There are various interests that are targeted towards the cognition-based ideologies of rape. These are driven by certain specific notions such as:

The distortion of the rapists' cognition makes them to minimize, justify and even rationalize their acts of rape.

The rapists may misunderstand certain signals

The rapists may lack social skills as well as lack empathy

The later feminist theories postulate that an increase in the level of women's equality would in the long run lead to a reduction in the prevalence of rape in the society.

Theoretical perspective

Sociological imagination

The sociological imagination of rape as portrayed by the work of Kendall (1996) has the following postulates:

Rape is a personal trouble

This is depicted when we consider the rape victim as being responsible for the occurrence of the rape. This is despite the fact that various other causes may be largely beyond the control of the victim

Rape depicted a personal issue

In this case, w considers rape a societal problem. This is in light of the statistics such as the occurrence of rape every five minutes which is widely condemned. This in consideration of the fact that about 16% of the rape victims do report the crime to the various police departments (National Victim Center, 1992).This shows very well that rape is depicted in the public domain and never is it depicted as a personal problem for the rape victim. The arguments are therefore numerous and are packed with various forms of theoretical arguments like the neo-Marxism and the feminism perspective under the Conflict perspectives.

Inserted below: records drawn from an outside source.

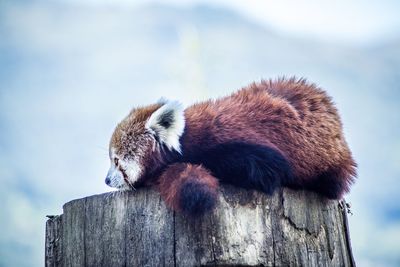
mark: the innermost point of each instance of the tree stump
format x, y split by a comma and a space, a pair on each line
248, 228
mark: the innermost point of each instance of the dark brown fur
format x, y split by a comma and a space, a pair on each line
290, 117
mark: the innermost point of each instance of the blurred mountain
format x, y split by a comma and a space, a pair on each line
69, 72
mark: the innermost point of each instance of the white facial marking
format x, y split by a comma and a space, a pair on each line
169, 136
116, 172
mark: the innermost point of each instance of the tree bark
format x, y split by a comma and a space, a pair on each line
248, 228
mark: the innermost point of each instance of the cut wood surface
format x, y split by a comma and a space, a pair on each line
248, 228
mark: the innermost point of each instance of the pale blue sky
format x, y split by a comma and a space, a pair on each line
70, 70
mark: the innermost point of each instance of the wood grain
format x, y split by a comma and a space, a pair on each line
248, 228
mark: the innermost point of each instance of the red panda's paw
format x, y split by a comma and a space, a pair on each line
188, 188
333, 184
197, 198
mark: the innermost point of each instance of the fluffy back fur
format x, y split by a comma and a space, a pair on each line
273, 133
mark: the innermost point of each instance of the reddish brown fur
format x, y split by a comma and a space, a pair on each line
171, 181
291, 116
295, 117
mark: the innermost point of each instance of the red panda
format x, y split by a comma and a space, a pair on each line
270, 134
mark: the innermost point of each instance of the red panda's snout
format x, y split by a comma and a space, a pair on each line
137, 142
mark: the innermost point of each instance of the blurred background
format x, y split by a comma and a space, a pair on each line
70, 70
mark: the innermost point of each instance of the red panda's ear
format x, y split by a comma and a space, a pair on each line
168, 123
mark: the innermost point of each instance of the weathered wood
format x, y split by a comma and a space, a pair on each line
248, 228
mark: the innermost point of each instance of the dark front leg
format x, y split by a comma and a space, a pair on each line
248, 165
188, 188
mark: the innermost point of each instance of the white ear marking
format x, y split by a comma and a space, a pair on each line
168, 123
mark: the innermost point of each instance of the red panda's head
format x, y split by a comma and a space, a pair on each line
138, 140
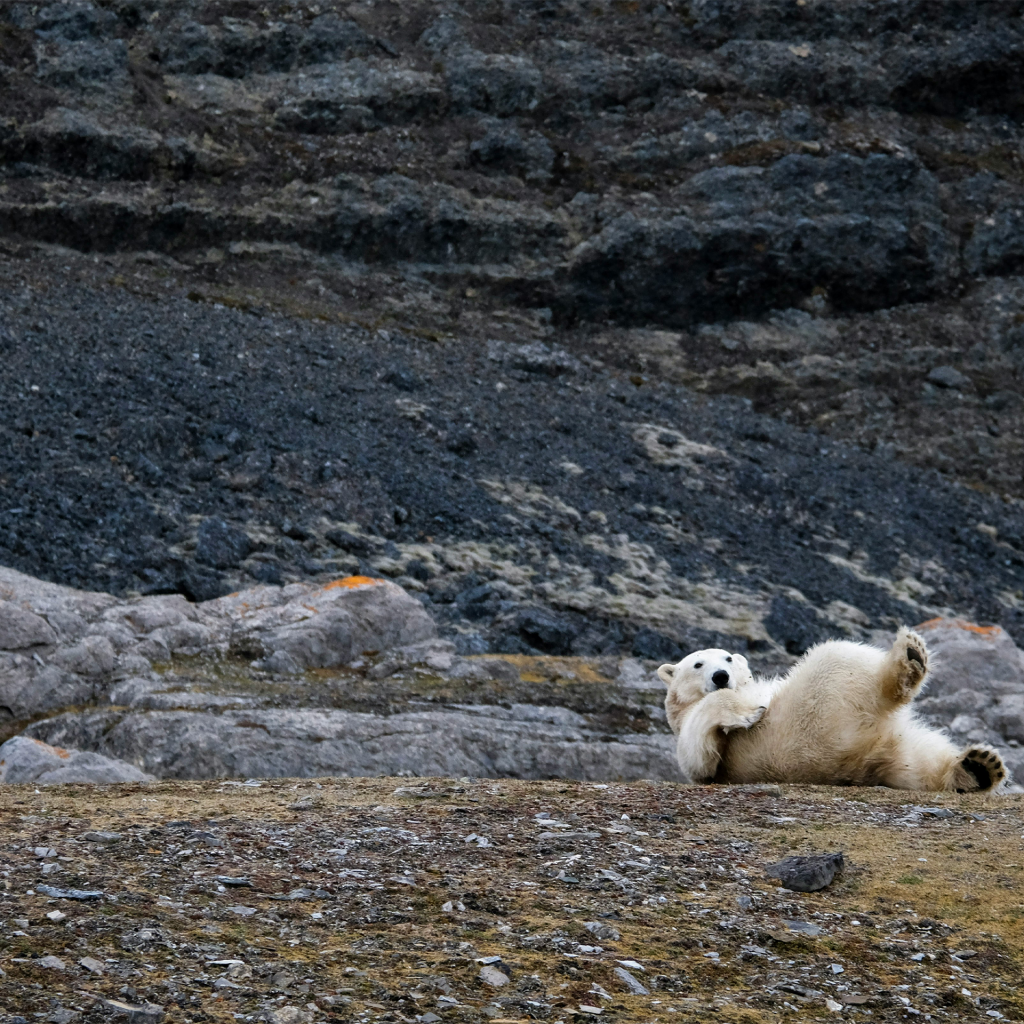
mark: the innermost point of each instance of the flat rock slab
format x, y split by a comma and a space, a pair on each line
26, 760
393, 907
807, 873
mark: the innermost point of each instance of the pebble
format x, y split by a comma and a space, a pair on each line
489, 975
630, 982
101, 837
146, 1014
632, 965
81, 894
803, 927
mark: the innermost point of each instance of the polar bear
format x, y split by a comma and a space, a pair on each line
842, 716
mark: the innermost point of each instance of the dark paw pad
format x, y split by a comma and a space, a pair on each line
985, 767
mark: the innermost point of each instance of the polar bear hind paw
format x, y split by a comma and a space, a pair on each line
907, 666
983, 767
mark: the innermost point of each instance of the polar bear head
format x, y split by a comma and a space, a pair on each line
707, 671
699, 674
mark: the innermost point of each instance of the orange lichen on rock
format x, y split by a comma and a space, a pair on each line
351, 582
962, 624
58, 751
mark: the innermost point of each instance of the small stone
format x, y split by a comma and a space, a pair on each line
809, 873
100, 837
803, 928
489, 975
80, 894
630, 982
289, 1015
145, 1014
602, 931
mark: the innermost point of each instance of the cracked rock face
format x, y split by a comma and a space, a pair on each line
350, 679
611, 334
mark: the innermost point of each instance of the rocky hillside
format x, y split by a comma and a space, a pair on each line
605, 328
351, 679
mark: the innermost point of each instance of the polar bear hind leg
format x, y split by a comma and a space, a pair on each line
904, 668
919, 758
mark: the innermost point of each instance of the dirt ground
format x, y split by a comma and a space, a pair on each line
465, 900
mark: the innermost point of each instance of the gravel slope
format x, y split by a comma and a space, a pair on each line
291, 274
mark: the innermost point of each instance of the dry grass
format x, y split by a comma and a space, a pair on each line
379, 860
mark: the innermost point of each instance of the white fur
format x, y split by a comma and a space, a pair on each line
842, 715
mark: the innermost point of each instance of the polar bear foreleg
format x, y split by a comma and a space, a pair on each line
701, 733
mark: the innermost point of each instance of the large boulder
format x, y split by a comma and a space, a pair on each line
27, 760
60, 647
976, 686
486, 740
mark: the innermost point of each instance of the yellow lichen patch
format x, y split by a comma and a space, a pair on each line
350, 583
962, 624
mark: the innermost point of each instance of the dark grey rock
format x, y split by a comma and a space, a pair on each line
656, 646
807, 873
219, 545
547, 634
950, 377
796, 626
493, 83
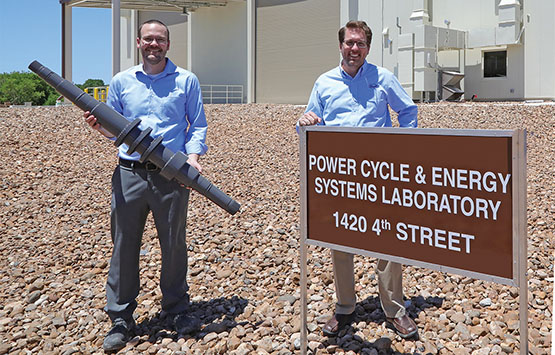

Structural functionalism view of rape

The functionalist's view of the society has an emphasis on the importance of sharing certain moral values as well as strong societal bonds. This is due the importance of having stability in the society. When exposed to rapid social changes such as urbanization and industrialization, certain moral values tend to get eroded. This leads individuals to be uncertain on the best ways of reacting to the rapid changes. The rapid social changes may erode the various traditional functions of the society and its related institutions such as schools, family and religion. This leads these institutions to become less effective in the creation of a shared moral standard. This view can be used or rather cited in order to justify the high rate of rape in areas that experience elevated levels of divorce, high rates of tourists and high rate of geographical mobility (Baron and Straus, 1989). The best recommendation that should be adopted is the fostering of high levels of moral values such as religion, education and family. The criminal justice system too should be harsh and swift in the prevention of the offenders in committing rape.